All Expressed Vault RNA Species Associate with the Vault
Complex--
When all vault RNA species have the same affinity for the
vault complex, one would expect the expression ratio of hvg1-3 to be
similar to the ratio found associated with the vault complex. Therefore, we isolated RNA from immunoprecipitated vaults and determined the levels of the hvg species by Northern analysis using the
universal probe (Fig. 5). In several
parental cell lines we found that the bulk of the associated vault RNA
is hvg1. On average, 50% of the expressed vault RNA is hvg1, however,
about 80% of the vault RNA found bound to the vault complex is hvg1 (Table I). Clearly the hvg expression
ratio does not reflect the ratio in which hvgs are associated with the
complex.
To further assess which vault RNA species are associated with the vault
complex, we immunoprecipitated vaults from each cell line. Subsequently
vault RNA was isolated and converted to cDNA. Vault RNA sequences
were amplified by PCR, using the universal primers. Southern analysis
using hvg-specific probes demonstrated that hvg1 is associated with the
vault complex in all cell lines (Fig.
6A). Association of hvg2 and
hvg3 with the complex was observed as well. The hvg3 signal was
consistently increased in the multidrug-resistant cell lines when
compared with the hvg3 level found in their drug-sensitive parents.

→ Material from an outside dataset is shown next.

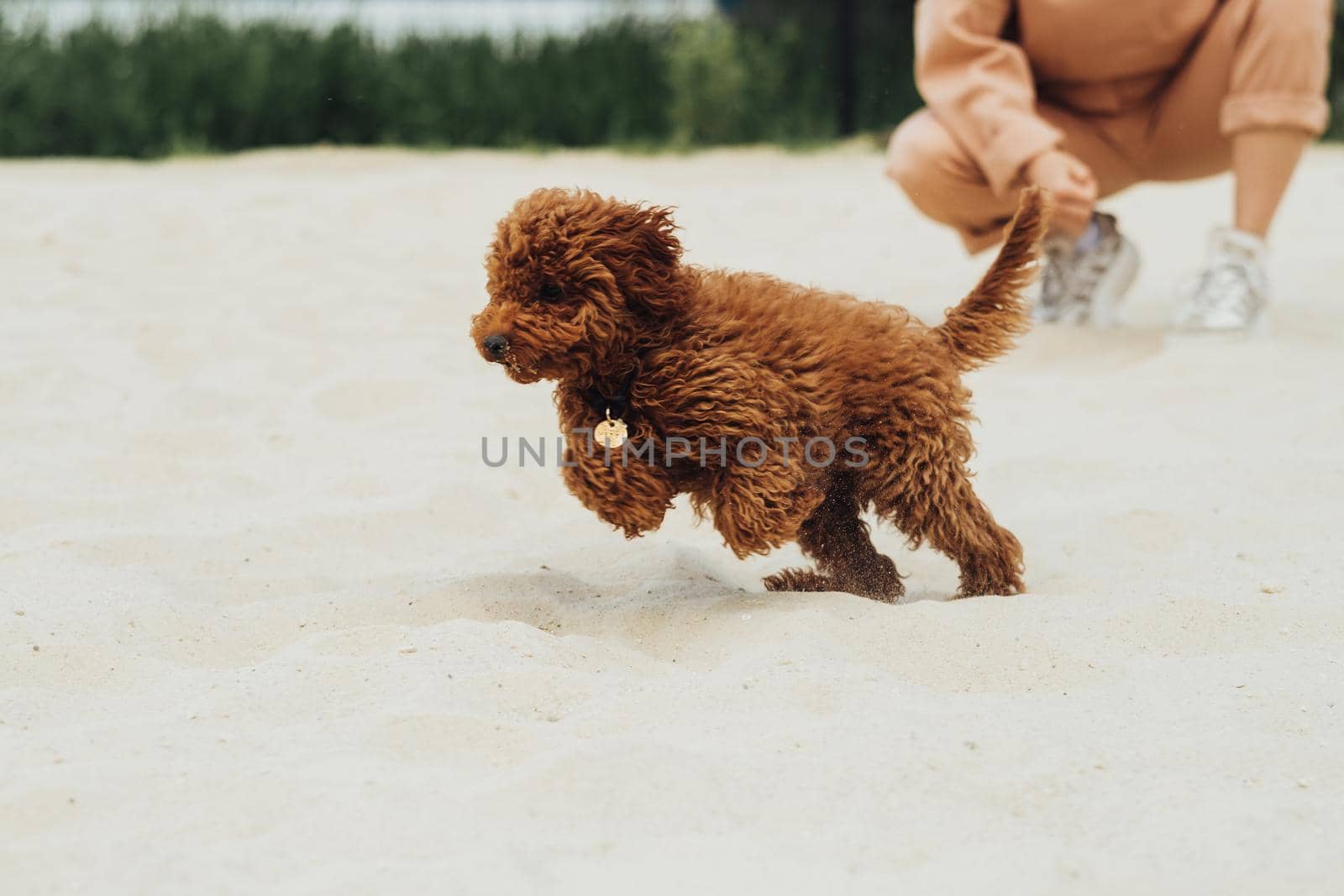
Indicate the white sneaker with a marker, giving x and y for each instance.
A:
(1231, 291)
(1086, 285)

This phenomenon was not seen on the hvg1 and hvg2 blots indicating that
this effect cannot be attributed to the overexpression of vaults. Using
this sensitive RT-PCR assay we did not detect an hvg4 signal, which is
in agreement with the absence of hvg4 expression.
To confirm these semi-quantitative PCR results, we isolated RNA from
immunoprecipitated vaults from a large number of GLC4 and GLC4/ADR
cells (Fig. 6B). Again the bulk of the vault RNA associated
with vaults was hvg1, as was clearly shown when the blot was hybridized
with the universal probe. In this exposure no signal of hvg2 and hvg3
could be detected. When the Northern blot, after stripping, was
incubated with the HVG3-specific probe, a clear hvg3 signal was
observed after a long exposure time. The hvg3 signal was increased in
the drug-resistant cell line.
Degradation of vault RNA does not give rise to morphological
alterations of the vault complex (17, 19). Therefore, it is believed
that vault RNA is of functional importance to the complex. Because
there are indications of vaults playing a role in multidrug resistance
(MDR), we reasoned that this might be (partially) mediated by the vault
RNAs expressed and associated with the vault complex.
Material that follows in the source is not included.